Re: Spark-SQL - Query Hanging, How To Troubleshoot

2023-08-12 Thread Mich Talebzadeh
OK you would not have known unless you went through the process so to speak.

Let us do something revolutionary here 

Install hive and its metastore. You already have hadoop anyway

https://cwiki.apache.org/confluence/display/hive/adminmanual+installation

hive metastore

https://data-flair.training/blogs/apache-hive-metastore/#:~:text=What%20is%20Hive%20Metastore%3F,by%20using%20metastore%20service%20API
.

choose one of these

derby  hive  mssql  mysql  oracle  postgres

Mine is an oracle. postgres is good as well.

HTH

Mich Talebzadeh,
Solutions Architect/Engineering Lead
London
United Kingdom


   view my Linkedin profile



 https://en.everybodywiki.com/Mich_Talebzadeh



*Disclaimer:* Use it at your own risk. Any and all responsibility for any
loss, damage or destruction of data or any other property which may arise
from relying on this email's technical content is explicitly disclaimed.
The author will in no case be liable for any monetary damages arising from
such loss, damage or destruction.




On Sat, 12 Aug 2023 at 18:31, Patrick Tucci  wrote:

> Yes, on premise.
>
> Unfortunately after installing Delta Lake and re-writing all tables as
> Delta tables, the issue persists.
>
> On Sat, Aug 12, 2023 at 11:34 AM Mich Talebzadeh <
> mich.talebza...@gmail.com> wrote:
>
>> ok sure.
>>
>> Is this Delta Lake going to be on-premise?
>>
>> Mich Talebzadeh,
>> Solutions Architect/Engineering Lead
>> London
>> United Kingdom
>>
>>
>>view my Linkedin profile
>> 
>>
>>
>>  https://en.everybodywiki.com/Mich_Talebzadeh
>>
>>
>>
>> *Disclaimer:* Use it at your own risk. Any and all responsibility for
>> any loss, damage or destruction of data or any other property which may
>> arise from relying on this email's technical content is explicitly
>> disclaimed. The author will in no case be liable for any monetary damages
>> arising from such loss, damage or destruction.
>>
>>
>>
>>
>> On Sat, 12 Aug 2023 at 12:03, Patrick Tucci 
>> wrote:
>>
>>> Hi Mich,
>>>
>>> Thanks for the feedback. My original intention after reading your
>>> response was to stick to Hive for managing tables. Unfortunately, I'm
>>> running into another case of SQL scripts hanging. Since all tables are
>>> already Parquet, I'm out of troubleshooting options. I'm going to migrate
>>> to Delta Lake and see if that solves the issue.
>>>
>>> Thanks again for your feedback.
>>>
>>> Patrick
>>>
>>> On Fri, Aug 11, 2023 at 10:09 AM Mich Talebzadeh <
>>> mich.talebza...@gmail.com> wrote:
>>>
 Hi Patrick,

 There is not anything wrong with Hive On-premise it is the best data
 warehouse there is

 Hive handles both ORC and Parquet formal well. They are both columnar
 implementations of relational model. What you are seeing is the Spark API
 to Hive which prefers Parquet. I found out a few years ago.

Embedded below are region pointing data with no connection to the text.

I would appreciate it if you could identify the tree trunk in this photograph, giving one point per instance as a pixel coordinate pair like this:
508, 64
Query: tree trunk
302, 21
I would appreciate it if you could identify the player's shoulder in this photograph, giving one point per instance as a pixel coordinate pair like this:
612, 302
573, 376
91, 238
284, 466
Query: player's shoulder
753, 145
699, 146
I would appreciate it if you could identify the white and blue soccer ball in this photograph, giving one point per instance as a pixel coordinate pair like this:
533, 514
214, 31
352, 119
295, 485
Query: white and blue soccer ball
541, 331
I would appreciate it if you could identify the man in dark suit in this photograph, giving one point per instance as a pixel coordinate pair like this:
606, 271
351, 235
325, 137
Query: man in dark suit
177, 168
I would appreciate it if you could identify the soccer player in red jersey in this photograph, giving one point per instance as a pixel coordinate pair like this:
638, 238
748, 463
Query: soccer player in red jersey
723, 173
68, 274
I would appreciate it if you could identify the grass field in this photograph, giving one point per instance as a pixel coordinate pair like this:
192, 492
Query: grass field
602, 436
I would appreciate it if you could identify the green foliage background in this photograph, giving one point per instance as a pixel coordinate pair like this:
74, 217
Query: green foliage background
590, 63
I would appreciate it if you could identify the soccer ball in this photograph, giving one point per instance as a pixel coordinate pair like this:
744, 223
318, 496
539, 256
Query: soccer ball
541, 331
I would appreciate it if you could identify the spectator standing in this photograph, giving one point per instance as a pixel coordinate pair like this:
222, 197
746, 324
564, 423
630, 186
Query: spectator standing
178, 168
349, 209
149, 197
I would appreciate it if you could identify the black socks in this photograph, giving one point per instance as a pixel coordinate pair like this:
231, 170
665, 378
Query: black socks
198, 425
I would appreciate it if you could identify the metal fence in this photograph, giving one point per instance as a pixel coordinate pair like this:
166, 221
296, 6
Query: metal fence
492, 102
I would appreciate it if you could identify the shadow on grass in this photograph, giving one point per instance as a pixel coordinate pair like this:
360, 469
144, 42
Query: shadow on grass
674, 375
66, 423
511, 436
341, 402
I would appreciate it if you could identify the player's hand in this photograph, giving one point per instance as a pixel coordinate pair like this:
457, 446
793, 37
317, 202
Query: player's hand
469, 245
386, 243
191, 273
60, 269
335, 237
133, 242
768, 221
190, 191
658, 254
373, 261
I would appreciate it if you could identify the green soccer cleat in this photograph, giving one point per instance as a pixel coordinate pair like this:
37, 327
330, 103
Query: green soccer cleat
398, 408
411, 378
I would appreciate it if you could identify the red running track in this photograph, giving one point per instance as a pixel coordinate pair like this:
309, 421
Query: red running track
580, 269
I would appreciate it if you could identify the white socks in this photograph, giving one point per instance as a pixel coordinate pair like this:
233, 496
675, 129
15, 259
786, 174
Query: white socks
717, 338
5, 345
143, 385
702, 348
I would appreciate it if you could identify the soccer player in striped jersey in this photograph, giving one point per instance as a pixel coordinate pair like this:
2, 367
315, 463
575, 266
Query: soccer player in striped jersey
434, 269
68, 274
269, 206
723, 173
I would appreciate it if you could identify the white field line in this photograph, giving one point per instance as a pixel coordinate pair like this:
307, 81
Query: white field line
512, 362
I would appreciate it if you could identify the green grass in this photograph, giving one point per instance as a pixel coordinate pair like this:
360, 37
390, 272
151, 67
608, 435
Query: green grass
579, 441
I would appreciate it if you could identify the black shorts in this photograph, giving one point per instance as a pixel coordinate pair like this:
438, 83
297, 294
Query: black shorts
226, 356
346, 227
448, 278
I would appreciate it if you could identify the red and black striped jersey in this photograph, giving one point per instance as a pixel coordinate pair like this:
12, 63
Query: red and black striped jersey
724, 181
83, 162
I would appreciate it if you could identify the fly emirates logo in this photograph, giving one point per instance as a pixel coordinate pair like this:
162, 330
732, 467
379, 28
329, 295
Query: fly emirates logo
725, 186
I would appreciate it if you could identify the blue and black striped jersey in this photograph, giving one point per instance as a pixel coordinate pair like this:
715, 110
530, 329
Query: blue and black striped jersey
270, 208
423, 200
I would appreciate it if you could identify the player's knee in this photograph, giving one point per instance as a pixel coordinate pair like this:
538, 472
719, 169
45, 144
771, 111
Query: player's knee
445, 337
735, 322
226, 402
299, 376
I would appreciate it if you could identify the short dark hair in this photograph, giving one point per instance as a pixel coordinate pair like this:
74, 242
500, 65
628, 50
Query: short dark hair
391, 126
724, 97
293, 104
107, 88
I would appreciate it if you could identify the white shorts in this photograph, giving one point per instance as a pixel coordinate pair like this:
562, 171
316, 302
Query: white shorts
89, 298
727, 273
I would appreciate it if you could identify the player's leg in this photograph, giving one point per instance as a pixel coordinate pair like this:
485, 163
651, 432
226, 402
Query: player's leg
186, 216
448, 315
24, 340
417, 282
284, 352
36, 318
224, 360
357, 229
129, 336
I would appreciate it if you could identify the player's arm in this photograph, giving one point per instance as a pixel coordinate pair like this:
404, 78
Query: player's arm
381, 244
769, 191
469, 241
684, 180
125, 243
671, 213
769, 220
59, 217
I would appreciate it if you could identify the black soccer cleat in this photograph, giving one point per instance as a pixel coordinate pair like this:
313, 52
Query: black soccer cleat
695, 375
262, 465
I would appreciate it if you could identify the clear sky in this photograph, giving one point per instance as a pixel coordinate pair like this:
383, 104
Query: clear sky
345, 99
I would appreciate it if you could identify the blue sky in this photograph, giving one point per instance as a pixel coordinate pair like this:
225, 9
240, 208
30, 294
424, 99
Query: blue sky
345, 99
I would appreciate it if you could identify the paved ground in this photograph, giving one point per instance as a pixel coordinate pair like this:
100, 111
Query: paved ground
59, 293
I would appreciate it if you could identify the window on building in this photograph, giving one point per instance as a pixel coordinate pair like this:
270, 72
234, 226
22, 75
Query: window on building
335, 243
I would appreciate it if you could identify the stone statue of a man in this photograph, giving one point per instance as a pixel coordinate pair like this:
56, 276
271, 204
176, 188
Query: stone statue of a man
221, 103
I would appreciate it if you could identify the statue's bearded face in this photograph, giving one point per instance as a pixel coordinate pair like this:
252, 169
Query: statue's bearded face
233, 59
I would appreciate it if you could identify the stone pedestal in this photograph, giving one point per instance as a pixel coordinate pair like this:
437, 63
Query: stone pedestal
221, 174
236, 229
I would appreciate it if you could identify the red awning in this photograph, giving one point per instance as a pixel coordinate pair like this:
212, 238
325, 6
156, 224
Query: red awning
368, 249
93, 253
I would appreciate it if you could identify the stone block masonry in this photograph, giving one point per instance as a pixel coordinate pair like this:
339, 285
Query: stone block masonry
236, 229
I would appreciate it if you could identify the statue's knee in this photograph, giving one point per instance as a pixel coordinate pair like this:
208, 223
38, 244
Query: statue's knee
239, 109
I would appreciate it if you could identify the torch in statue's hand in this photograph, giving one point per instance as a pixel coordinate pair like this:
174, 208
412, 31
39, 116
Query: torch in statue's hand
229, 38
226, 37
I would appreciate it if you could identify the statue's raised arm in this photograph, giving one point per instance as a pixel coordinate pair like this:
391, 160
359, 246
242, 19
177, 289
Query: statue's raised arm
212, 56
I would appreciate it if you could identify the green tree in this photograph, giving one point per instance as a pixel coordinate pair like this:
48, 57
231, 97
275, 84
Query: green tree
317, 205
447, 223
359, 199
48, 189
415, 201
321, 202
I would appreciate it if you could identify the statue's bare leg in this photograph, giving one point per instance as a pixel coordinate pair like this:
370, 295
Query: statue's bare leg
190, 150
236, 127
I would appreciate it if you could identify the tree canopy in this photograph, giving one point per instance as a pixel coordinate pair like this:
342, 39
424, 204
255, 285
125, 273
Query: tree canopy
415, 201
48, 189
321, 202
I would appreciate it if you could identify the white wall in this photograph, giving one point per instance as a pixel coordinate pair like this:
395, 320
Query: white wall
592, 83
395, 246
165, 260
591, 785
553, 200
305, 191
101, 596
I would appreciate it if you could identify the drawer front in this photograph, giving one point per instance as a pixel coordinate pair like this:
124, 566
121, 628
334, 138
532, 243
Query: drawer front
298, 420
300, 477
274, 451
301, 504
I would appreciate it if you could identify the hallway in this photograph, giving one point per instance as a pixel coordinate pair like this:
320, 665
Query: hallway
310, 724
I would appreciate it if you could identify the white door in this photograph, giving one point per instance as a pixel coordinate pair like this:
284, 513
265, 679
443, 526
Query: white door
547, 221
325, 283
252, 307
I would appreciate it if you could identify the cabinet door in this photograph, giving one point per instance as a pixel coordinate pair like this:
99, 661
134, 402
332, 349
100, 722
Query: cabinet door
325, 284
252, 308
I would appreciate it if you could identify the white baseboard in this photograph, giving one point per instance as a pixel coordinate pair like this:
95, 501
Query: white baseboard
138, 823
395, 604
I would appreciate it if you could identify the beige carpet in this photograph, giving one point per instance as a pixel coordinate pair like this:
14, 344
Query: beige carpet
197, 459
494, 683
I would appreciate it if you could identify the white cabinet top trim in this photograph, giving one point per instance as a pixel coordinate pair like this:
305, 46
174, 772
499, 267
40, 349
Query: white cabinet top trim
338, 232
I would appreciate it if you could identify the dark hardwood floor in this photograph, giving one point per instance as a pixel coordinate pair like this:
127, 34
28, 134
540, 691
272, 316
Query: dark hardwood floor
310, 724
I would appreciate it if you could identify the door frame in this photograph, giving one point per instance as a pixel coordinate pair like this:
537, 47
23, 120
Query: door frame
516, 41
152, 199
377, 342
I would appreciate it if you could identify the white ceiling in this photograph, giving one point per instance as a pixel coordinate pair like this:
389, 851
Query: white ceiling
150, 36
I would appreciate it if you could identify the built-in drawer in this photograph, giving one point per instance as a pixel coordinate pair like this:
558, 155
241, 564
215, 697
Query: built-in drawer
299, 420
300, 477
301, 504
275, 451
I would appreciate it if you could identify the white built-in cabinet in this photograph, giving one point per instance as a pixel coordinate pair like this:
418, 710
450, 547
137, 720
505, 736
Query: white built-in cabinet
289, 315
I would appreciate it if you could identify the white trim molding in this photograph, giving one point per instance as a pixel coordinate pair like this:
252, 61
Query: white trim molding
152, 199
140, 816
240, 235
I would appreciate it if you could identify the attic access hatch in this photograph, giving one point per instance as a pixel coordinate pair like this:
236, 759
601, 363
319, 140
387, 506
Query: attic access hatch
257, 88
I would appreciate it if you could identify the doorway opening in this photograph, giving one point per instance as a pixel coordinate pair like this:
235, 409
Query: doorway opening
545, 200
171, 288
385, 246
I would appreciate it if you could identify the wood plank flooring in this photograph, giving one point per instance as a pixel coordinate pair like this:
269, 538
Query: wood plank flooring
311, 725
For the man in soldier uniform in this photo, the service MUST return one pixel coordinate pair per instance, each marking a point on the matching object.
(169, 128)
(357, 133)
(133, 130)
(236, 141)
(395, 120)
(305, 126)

 From your point of view I suggest you stick to parquet format with Hive
 specific to Spark. As far as I know you don't have a fully independent Hive
 DB as yet.

 Anyway stick to Hive for now as you never know what issues you may be
 facing using moving to Delta Lake.

 You can also use compression

 STORED AS PARQUET
 TBLPROPERTIES ("parquet.compression"="SNAPPY")

 ALSO

 ANALYZE TABLE  COMPUTE STATISTICS FOR COLUMNS

 HTH

 Mich Talebzadeh,
 Solutions Architect/Engineering Lead
 London
 United Kingdom


view my Linkedin profile
 


  https://en.everybodywiki.com/Mich_Talebzadeh



 *Disclaimer:* Use it at your own risk. Any and all responsibility for
 any loss, damage or destruction of data or any other property which may
 arise from relying on this email's technical content is explicitly
 disclaimed. The author will in no case be liable for any monetary damages
 arising from such loss, damage or destruction.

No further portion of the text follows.